Surely this behaviour of our young children is only tip of the iceberg. The behaviour that was reported in the newspaper is only symptoms and small little exhibit. There are deeper problems we need to look into. Let us try to answer some of the questions that we have just seen. The newspaper itself seem to be asking the “concerned parents/readers” the question Where is your child when you are asleep? I think this question is worth answering. May be we will be helping some parents.
Children largely reflect their parents and the homes they come from. Parents who spent time with their children, who care for them in the homes and set good examples by staying at home and giving their children quality company children cannot behave so. Especially in the recent years schools have become only places of “academics”. Teachers have no time for the integral growth of their students, they are busy moving from school to school “part-timing” for more income. Most teachers have no moral authority to challenge their students for the fear of exposing their own moral decadence. Many of them shy away from this god-given duty and merely “teach” rather than educate as “to whom so it may concern”. Parents leave children in institutions and rest at home leaving all the upbringing to the school which fails to do its duty for many reasons.
Many religious founded schools are only by name “religious”. They only offer one or two hours of organised prayers which are also poorly attended. Schools most often fail to talk to students on morals, teach religion, values, cultures and the behaviour related issues. They even become agents of seculari values and trends. It is eye-souring to see on Saturday issues of newspapers photos of school parties where young girls exhibited in panties, bras and most indecent costumes. It is unfortunate that many of these parties are held in “esteemed” city schools run by religious. We need to question, ‘what does a parent of a girl who is exposed to the nation in half nude feel? Will you allow them to behave so at home?’ Through these programmes do we teach our daughters dignity and healthy appreciation of oneself? Are we not introducing them to commercial adult world before they come of age?
In the name of freedom we ruin the life of our young children. Who gives those cars and money to fund these parties? Who gives them permission to move out of homes or institutions at that time of the night? Do we have any laid out rules governing the behaviour or time table? Do the society or the concerned departments have any rule or guidelines regulating clubs and party places?
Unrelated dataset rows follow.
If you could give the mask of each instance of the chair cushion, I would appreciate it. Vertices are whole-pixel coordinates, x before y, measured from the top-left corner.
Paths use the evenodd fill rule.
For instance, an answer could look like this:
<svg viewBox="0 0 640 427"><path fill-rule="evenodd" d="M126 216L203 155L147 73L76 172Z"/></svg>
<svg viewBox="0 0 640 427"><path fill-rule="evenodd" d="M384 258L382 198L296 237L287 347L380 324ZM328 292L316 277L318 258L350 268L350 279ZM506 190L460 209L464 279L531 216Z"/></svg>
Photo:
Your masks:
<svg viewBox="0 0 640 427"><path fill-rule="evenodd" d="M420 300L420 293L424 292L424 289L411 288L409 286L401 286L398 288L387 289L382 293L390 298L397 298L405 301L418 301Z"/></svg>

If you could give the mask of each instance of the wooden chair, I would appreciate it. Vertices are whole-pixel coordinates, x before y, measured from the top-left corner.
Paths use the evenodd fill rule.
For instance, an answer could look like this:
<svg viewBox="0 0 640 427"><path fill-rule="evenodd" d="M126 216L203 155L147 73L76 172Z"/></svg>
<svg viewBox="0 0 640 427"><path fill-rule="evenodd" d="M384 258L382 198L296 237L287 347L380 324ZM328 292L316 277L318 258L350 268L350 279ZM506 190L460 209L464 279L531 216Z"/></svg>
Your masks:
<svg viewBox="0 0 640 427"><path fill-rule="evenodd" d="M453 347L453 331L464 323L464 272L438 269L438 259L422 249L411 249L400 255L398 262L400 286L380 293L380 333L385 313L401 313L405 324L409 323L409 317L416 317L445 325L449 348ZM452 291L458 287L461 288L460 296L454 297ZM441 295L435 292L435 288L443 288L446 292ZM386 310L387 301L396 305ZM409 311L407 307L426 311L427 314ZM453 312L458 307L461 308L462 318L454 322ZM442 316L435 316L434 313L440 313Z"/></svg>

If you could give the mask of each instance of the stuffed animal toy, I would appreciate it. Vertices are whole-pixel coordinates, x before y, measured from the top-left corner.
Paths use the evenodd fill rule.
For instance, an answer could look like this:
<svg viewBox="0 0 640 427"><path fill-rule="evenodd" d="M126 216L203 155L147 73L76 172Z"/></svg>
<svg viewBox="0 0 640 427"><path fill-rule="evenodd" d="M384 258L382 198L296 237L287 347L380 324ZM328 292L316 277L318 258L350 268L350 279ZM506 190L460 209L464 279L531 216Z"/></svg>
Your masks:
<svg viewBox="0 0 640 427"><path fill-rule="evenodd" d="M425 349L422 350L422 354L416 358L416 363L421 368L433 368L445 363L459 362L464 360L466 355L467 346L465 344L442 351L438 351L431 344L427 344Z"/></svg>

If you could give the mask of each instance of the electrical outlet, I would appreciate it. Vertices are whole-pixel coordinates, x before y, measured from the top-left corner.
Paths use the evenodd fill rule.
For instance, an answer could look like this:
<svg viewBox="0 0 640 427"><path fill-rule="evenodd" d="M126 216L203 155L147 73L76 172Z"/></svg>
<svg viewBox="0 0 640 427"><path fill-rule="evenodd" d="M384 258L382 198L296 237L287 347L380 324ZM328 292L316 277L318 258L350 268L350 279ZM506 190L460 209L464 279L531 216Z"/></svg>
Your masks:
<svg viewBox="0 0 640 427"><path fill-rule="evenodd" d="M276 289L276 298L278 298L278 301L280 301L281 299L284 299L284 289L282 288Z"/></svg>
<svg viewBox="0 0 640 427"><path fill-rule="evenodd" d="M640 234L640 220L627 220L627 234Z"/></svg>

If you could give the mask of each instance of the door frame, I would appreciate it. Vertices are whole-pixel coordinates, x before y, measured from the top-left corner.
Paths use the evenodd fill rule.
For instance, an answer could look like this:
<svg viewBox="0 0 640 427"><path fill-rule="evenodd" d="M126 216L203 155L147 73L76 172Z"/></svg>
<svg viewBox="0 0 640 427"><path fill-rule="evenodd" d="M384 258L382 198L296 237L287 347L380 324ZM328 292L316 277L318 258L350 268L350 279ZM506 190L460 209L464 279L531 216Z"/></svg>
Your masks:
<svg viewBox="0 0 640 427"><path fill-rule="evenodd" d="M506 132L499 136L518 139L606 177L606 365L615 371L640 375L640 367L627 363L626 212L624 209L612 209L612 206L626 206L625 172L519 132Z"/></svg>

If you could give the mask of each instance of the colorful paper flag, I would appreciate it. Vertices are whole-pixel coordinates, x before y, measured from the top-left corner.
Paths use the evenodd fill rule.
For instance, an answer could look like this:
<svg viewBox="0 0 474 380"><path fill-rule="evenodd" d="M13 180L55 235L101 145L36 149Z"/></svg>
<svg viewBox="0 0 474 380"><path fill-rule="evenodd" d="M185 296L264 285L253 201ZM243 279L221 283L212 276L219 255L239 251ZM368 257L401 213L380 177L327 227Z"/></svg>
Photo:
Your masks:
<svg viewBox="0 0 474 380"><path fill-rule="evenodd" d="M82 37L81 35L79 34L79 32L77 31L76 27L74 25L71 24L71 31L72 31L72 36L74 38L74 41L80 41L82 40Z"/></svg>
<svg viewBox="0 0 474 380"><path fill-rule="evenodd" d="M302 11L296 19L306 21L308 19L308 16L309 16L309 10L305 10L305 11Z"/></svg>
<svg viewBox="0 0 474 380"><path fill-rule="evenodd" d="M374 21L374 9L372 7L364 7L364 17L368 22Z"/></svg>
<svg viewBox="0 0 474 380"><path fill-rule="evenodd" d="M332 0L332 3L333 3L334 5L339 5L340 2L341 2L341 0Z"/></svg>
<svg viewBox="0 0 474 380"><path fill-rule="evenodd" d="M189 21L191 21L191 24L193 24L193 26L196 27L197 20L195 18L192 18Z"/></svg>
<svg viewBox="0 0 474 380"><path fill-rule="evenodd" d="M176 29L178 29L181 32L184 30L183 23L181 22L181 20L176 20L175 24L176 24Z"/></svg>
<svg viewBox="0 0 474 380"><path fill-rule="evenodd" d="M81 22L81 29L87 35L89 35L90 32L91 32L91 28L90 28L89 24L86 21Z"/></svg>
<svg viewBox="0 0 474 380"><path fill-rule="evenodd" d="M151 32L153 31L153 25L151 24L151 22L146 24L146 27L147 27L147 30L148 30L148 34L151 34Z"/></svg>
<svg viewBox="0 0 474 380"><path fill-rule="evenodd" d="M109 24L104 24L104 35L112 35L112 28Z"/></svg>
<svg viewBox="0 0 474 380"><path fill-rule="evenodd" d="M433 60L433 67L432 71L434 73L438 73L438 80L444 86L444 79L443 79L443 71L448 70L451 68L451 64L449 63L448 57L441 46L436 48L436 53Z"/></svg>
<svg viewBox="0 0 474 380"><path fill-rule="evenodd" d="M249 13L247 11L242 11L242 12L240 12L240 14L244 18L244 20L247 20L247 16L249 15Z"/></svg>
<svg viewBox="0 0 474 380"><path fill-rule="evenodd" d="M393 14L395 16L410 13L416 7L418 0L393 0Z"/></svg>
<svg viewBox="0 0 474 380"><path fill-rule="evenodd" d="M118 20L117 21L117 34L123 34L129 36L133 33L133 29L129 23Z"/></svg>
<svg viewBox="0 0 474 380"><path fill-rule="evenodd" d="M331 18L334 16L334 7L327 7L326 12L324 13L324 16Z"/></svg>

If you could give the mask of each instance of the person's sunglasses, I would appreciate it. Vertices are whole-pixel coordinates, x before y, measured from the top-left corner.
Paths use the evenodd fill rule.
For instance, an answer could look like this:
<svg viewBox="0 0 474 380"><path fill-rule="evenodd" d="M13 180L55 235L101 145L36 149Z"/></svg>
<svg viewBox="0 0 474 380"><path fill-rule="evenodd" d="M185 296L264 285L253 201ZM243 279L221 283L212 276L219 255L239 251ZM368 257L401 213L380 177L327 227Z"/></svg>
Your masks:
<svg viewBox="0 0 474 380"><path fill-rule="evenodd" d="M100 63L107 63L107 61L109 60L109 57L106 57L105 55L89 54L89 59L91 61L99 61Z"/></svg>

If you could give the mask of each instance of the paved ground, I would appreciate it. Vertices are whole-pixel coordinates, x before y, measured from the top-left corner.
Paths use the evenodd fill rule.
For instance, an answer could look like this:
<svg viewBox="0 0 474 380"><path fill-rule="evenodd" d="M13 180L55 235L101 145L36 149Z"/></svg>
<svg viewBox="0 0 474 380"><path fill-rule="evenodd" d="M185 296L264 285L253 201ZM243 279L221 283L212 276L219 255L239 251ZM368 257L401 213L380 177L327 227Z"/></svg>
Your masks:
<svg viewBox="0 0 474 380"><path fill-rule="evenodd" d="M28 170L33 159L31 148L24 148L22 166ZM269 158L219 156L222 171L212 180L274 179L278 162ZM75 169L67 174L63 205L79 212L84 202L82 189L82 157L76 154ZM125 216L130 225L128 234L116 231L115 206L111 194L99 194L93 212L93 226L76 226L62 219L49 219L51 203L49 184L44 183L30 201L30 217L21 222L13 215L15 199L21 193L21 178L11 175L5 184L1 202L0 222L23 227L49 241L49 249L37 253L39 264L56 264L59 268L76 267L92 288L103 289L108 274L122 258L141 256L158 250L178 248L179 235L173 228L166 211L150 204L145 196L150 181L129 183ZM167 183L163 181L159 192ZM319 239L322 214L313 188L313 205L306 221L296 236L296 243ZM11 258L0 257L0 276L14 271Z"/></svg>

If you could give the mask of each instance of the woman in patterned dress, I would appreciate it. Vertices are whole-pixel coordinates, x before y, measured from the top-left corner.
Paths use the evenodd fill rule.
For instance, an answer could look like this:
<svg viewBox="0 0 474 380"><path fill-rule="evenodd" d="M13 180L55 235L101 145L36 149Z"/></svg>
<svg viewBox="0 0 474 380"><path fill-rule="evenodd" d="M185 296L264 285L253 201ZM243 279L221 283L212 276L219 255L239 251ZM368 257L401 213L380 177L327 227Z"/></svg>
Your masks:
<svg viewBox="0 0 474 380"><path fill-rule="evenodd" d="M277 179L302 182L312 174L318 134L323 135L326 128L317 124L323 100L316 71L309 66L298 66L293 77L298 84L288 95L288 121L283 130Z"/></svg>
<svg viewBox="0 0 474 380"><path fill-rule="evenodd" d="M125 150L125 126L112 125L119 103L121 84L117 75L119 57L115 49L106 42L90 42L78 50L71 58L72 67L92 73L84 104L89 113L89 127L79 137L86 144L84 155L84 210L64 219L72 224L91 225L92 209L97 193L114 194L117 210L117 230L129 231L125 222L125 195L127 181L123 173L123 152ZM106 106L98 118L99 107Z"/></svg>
Society and the institutions of the state too needs to take responsibility. Pornography is available to young people at ease. Now the electronic media makes matters worse. We have no guidelines or very little control over them. Pornography is an addition that causes youngsters to indulge in such activities. Every alcohol bottle comes with the announcement “Not to be sold to persons below 18 years of age” but what steps have we taken to implement this important policy. In similar way there is no written or unwritten rule or even admonition regarding the dressing habits of our young people. Parents and elders feel shy or have no guts to tell a dressing defaulter not to do so.
It is the high time parents, schools, religious leaders and social/state departments get concerned on youth issues before they explode into serious sickness, large scale deviated behaviour such as drug abuse, alcoholism or even violence.